STRBSKE PLESO, Slovakia (Reuters) – Slovak Finance Minister Peter Kazimir said on Saturday the euro zone should speed up completion of a banking union and revamping a bailout fund as the window for reform is closing.
Kazimir has been mentioned as a potential candidate to replace Jeroen Dijsselbloem as head of the bloc’s finance ministers’ group.
His remarks play into a larger debate about the future of the European Union’s single currency area, now comprising 19 countries.
French President Emmanuel Macron, elected in May, offered an ambitious vision last month for European renewal as a counterweight to the impact of Britain’s exit from the EU in 2019.
Ideas that have been floated include a special euro zone budget, a treasury and a finance minister, turning the euro zone’s ESM bailout fund into a European Monetary Fund and possibly some form of jointly issued debt.
In a speech at the Globsec Tatra Summit conference on Saturday, Kazimir urged the euro zone to squeeze the maximum out of the current momentum while the bloc waits for a government to be formed in European powerhouse Germany.
“We have created expectation and thanks to favourable political winds a window of opportunity has opened for us.
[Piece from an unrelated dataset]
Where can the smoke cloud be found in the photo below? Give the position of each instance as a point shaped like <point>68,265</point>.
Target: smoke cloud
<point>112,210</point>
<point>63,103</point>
This window, however, has started to close,” he said, referring to the process of coalition-building in Germany.
“My humble suggestion would be to … harvest low-hanging fruits: complete the banking union tomorrow, transform the European Stability Mechanism and keep drawing Europe’s future architecture – institutions, rules, carrots and sticks.”
EU leaders agreed last week they would kick off the discussion on the reform of the euro zone and completing their banking union at a euro summit in the middle of December.
To complete the banking union, leaders need to agree that the euro zone bailout fund is the financial backstop for the a single resolution fund for banks, in case it runs out of money.
But the key element still missing – a pan-European scheme to protect deposits – is likely to be more difficult because Germany is strongly against it.
Kazimir said his vision for a complete, prosperous and stable euro zone includes a complete banking union and a working capital markets union.
He also suggested building a fiscal capacity, another word for euro zone budget, to compensate the loss of national monetary policy with a shield against asymmetric shocks, and introducing a no-bailout rule and sovereign debt restructuring.
The euro zone needs to make its fiscal rules simpler and more predictable, he said.